Today, the domestic steel market inertia “Monday” cautiously waits for the market, a slight concussion, but still weak is the main theme. From a subspecies perspective, the long product still struggles upwards, but trading remains the biggest obstacle, with upward momentum often caught in the bud. The plate has long recognized that doing resistance is a futile task, especially since cold-rolled coils are prone to show Pudie tendency, so pipe seamless pipes are still a dilemma that tangles and pipes are easy to splatter.

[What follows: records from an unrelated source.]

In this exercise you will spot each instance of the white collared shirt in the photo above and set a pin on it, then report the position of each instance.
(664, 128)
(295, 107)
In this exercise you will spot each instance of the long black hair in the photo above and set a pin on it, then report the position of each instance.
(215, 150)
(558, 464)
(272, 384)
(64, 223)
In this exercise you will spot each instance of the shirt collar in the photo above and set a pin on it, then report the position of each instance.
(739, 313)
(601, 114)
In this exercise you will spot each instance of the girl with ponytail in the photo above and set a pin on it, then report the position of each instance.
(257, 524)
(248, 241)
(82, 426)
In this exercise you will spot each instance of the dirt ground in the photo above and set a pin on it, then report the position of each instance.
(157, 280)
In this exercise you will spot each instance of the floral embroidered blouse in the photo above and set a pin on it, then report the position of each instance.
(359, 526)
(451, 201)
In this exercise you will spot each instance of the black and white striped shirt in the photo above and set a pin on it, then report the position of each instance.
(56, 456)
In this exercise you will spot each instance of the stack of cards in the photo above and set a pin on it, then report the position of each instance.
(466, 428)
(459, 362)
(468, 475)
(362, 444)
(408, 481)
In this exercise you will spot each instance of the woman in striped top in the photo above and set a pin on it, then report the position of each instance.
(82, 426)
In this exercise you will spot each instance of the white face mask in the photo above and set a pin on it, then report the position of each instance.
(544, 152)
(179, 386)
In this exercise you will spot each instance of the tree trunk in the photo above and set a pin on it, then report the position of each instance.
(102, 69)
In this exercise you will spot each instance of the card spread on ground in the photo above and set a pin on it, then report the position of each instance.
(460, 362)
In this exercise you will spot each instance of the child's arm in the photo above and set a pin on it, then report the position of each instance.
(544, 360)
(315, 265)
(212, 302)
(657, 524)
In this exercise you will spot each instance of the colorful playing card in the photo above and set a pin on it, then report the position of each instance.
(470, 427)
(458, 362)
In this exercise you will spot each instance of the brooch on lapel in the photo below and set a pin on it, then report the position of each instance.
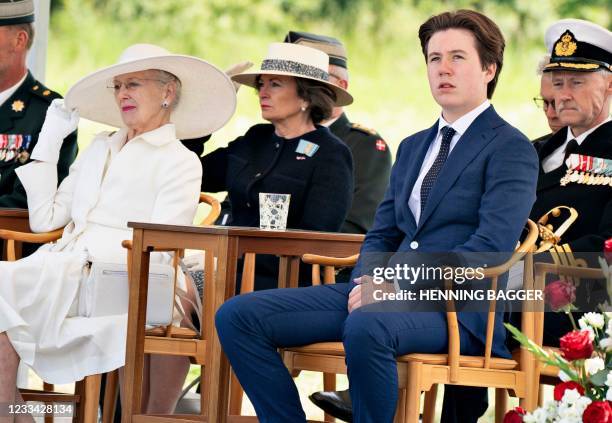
(18, 106)
(587, 170)
(307, 148)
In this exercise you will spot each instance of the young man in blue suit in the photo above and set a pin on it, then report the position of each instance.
(464, 185)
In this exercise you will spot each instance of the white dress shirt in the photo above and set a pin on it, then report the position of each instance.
(555, 159)
(460, 126)
(6, 94)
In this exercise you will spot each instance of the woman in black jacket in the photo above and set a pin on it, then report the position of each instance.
(290, 155)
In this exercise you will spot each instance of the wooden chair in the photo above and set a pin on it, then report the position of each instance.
(169, 340)
(421, 372)
(86, 391)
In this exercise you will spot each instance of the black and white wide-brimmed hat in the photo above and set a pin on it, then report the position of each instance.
(208, 97)
(297, 61)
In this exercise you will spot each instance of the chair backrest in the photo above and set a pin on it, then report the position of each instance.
(493, 273)
(215, 209)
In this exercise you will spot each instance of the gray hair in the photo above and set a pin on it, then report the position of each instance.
(542, 64)
(168, 78)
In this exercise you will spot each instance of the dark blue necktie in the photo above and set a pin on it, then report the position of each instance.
(436, 167)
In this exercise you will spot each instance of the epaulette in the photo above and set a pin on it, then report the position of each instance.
(43, 92)
(364, 129)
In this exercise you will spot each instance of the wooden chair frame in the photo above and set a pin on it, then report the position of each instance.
(421, 372)
(87, 391)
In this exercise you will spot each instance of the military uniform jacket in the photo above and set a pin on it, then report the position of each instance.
(372, 163)
(23, 114)
(320, 185)
(593, 202)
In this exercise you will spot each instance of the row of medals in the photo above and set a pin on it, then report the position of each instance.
(14, 146)
(588, 170)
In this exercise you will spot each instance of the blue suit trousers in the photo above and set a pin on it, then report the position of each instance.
(252, 326)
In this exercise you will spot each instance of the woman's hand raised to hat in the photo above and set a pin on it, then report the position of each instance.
(59, 123)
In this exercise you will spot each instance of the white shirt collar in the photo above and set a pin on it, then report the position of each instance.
(6, 94)
(585, 134)
(463, 123)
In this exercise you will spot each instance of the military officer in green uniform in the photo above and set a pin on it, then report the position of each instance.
(23, 103)
(371, 155)
(372, 167)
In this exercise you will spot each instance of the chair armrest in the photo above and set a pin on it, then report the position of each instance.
(40, 238)
(330, 261)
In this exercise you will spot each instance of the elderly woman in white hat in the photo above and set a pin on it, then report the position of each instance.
(139, 173)
(292, 154)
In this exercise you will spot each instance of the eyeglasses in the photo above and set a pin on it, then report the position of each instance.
(130, 85)
(543, 104)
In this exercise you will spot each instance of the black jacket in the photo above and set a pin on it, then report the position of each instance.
(23, 114)
(321, 186)
(593, 202)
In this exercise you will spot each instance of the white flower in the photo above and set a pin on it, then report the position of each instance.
(564, 376)
(606, 344)
(593, 365)
(595, 320)
(570, 396)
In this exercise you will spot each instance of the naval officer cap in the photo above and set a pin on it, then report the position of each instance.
(578, 45)
(14, 12)
(333, 47)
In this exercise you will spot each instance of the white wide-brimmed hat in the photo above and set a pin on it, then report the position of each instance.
(207, 102)
(298, 61)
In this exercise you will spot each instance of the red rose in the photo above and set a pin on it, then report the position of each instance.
(564, 386)
(514, 416)
(559, 294)
(598, 412)
(608, 250)
(576, 345)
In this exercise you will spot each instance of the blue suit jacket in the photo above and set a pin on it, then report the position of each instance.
(479, 202)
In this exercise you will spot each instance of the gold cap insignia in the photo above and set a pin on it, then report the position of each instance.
(18, 105)
(566, 46)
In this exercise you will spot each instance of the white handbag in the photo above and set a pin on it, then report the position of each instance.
(104, 291)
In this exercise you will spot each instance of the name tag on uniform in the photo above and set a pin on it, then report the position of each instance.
(307, 148)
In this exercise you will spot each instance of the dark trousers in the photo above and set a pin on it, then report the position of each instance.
(252, 326)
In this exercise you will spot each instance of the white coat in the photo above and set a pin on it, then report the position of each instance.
(152, 178)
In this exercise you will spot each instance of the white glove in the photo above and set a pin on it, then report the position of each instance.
(59, 123)
(194, 262)
(236, 69)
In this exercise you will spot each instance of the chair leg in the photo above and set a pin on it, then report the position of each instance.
(90, 400)
(401, 407)
(111, 390)
(501, 404)
(413, 393)
(429, 405)
(236, 392)
(329, 384)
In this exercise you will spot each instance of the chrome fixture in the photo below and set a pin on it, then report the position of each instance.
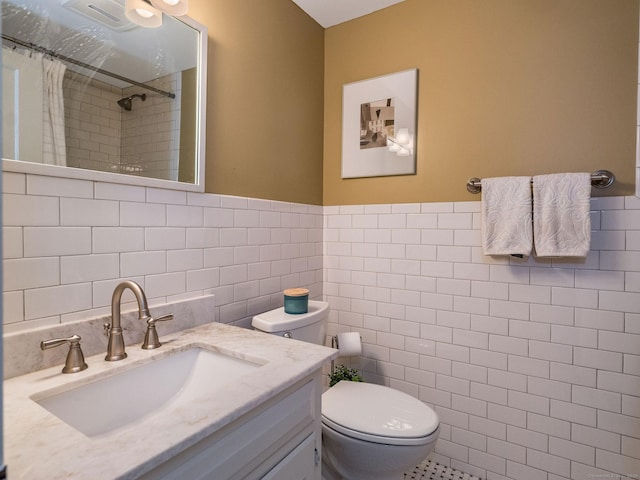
(148, 13)
(126, 102)
(115, 348)
(151, 340)
(599, 179)
(75, 359)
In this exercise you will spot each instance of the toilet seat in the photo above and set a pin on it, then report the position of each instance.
(378, 414)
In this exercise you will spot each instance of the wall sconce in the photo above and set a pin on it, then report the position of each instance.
(148, 13)
(402, 143)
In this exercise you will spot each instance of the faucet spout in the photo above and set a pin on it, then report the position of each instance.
(115, 348)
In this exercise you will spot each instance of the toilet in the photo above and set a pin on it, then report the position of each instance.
(369, 431)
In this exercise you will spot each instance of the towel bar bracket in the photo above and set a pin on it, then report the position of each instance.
(599, 179)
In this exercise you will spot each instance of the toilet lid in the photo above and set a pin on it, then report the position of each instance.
(366, 410)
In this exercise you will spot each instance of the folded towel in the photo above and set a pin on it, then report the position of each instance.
(561, 221)
(506, 216)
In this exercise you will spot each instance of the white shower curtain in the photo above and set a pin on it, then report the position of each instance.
(55, 150)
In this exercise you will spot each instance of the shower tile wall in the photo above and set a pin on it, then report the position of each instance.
(92, 123)
(67, 243)
(102, 136)
(151, 131)
(533, 366)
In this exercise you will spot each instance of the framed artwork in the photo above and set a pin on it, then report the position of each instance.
(379, 126)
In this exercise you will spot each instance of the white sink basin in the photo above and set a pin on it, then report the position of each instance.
(127, 397)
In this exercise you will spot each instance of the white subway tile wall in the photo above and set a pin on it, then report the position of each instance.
(67, 243)
(532, 365)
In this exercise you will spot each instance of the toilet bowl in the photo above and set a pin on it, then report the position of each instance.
(369, 432)
(373, 432)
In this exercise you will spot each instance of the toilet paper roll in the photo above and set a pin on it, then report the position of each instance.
(349, 344)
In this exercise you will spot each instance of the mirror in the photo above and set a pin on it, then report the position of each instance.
(88, 94)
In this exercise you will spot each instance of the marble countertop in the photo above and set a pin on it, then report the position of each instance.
(39, 445)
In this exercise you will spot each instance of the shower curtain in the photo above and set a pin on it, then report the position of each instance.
(55, 150)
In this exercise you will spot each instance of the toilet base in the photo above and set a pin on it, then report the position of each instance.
(346, 458)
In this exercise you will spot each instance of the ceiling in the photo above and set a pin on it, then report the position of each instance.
(332, 12)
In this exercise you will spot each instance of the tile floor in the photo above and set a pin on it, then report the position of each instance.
(429, 470)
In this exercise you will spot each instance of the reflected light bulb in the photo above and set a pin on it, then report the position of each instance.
(143, 12)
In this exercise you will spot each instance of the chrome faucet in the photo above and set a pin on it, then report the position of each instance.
(115, 348)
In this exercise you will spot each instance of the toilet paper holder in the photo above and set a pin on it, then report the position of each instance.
(352, 345)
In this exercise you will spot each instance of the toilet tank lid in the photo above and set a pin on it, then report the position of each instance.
(378, 410)
(278, 320)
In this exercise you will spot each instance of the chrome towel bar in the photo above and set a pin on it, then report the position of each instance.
(599, 179)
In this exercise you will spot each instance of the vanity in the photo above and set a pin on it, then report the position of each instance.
(246, 405)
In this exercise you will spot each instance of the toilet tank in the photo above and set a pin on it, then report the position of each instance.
(307, 327)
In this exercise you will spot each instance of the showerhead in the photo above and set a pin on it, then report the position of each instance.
(126, 102)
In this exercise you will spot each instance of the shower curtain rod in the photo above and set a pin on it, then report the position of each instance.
(51, 53)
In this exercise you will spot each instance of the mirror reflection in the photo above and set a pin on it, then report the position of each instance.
(83, 87)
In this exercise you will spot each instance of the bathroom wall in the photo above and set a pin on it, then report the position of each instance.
(532, 365)
(264, 99)
(67, 244)
(505, 88)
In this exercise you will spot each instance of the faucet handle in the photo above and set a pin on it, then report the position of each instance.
(151, 339)
(75, 359)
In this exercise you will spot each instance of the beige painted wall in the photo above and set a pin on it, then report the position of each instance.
(264, 99)
(506, 87)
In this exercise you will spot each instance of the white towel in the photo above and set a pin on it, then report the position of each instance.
(561, 221)
(506, 216)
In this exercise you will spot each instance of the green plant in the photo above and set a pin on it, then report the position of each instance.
(342, 372)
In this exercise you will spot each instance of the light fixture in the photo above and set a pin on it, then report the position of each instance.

At the same time, the billet rose after last week’s shock, rising to 3310. The current steel market is, like the current northern weather, cloudy haze, less clear trends, more difficult business operations, less price fixing, and higher shipments. The slow consumption of social and steel stocks to confirm the release of the terminal is still insufficient, especially in the southern market, where the bearing pressure is greater than in the northern region, and the synchronicity of price action is weakening.
But the domestic steel market will have to look for a new stronghold to break through this temperature thorny situation, not a fire, as the market fell without worrying about steel prices. One still comes from “Iron Nation”. With the National Development and Reform Commission determining the target date, “Rand Steel” has left the final withdrawal history in the past 100 days. In a political mission, the local government continues to speed up the completion of the steel mill “raid” under the premise that the rest of the day must be completed.